An above-water photo showing Bama the manatee swimming through Alabama waters with a smaller manatee just behind her.



Bama made history in 2009 as the first manatee captured and tagged in Alabama waters. Bama typically migrates from Alabama to Florida's west coast each winter.

Bama migrates between Alabama in the summer and Florida in the winter

This timid female manatee made history on September 4, 2009, when she became the first manatee ever captured and tagged in Alabama waters by Dauphin Island Sea Lab’s Manatee Sighting Network (MSN). She was affectionately dubbed “Bama” and quickly became a local celebrity in Mobile Bay. Her key identifying feature is a scar on the left side of her back, near the middle of her body, which was caused by a boat propeller. When she was captured and tagged in 2009, Bama was nine feet long and weighed approximately 1,020 pounds. Based on satellite tag and photo identification data, researchers learned that she migrates seasonally between Alabama and Florida.
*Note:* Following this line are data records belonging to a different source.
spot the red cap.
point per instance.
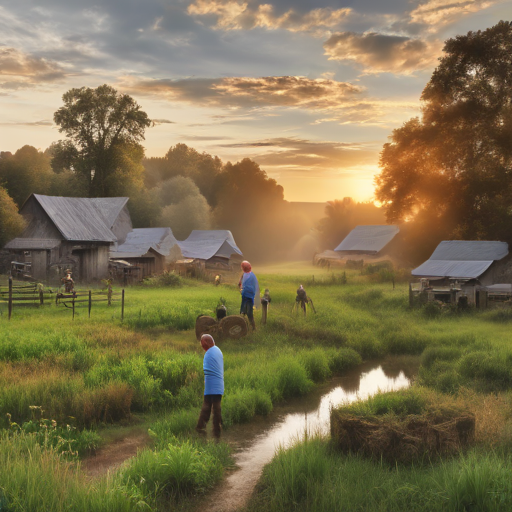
(207, 341)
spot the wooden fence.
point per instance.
(36, 295)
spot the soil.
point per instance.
(111, 456)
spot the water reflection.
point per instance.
(258, 441)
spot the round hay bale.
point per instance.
(233, 326)
(205, 325)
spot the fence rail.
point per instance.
(34, 295)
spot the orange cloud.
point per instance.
(379, 53)
(237, 15)
(19, 70)
(437, 13)
(243, 98)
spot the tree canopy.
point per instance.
(104, 130)
(452, 167)
(11, 222)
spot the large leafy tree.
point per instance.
(451, 169)
(104, 130)
(11, 222)
(27, 171)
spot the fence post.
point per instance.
(10, 297)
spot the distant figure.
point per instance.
(69, 284)
(249, 288)
(213, 367)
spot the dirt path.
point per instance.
(112, 455)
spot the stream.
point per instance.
(255, 444)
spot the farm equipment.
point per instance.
(302, 300)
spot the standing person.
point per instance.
(249, 288)
(213, 367)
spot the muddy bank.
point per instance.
(255, 443)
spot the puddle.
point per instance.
(255, 444)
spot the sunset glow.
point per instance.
(310, 90)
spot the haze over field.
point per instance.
(310, 89)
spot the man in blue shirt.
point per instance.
(249, 288)
(213, 367)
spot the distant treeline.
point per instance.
(188, 190)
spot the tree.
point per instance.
(453, 167)
(176, 189)
(190, 213)
(11, 222)
(202, 168)
(104, 130)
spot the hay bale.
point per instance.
(233, 326)
(403, 439)
(205, 325)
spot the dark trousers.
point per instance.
(247, 308)
(211, 402)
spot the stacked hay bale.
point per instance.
(403, 437)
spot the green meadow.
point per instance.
(67, 385)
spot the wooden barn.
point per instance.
(151, 250)
(70, 233)
(215, 249)
(362, 243)
(461, 268)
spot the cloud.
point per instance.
(19, 70)
(238, 92)
(438, 13)
(238, 15)
(30, 123)
(295, 154)
(378, 53)
(162, 121)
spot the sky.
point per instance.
(309, 89)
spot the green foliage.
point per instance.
(465, 106)
(104, 130)
(11, 222)
(67, 441)
(182, 468)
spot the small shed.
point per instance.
(217, 248)
(468, 265)
(70, 230)
(152, 250)
(367, 240)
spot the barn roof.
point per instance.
(140, 240)
(204, 244)
(80, 218)
(369, 239)
(30, 244)
(461, 259)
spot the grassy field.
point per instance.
(64, 383)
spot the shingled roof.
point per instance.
(204, 244)
(83, 219)
(461, 259)
(140, 240)
(368, 239)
In the two years she was tracked, she enjoyed summer stays in Mobile Bay and the Mobile-Tensaw Delta and wintered in Crystal River, Florida. During these seasonal migrations, one of her preferred stopovers was Apalachicola Bay in the Florida Panhandle, where she often stayed for several months. After losing her tag in 2011, she evaded researchers until 2012, when she was sighted in Wakulla Springs State Park in the Florida Panhandle. She has also been sighted more than once in mating herds in Dog River, which is a tributary of Mobile Bay.

Manatees are primarily concentrated in peninsular Florida in the winter, usually November through March. But in the summer months, they are much more widely distributed, and sightings in the northern Gulf of Mexico and Atlantic Coast states are relatively common. It was in 2007 that Dauphin Island Sea Lab started their Manatee Sighting Network to track manatees in Mobile Bay and the surrounding waters. The MSN team continues to monitor manatee migrations and habitat use in the northern Gulf of Mexico.

A portion of proceeds from adoptions of Bama are used to help fund MSN’s awareness and outreach efforts. MSN promotes manatee education by distributing Save the Manatee Club’s public awareness waterway signs and boat decals in Alabama, Mississippi, and Louisiana.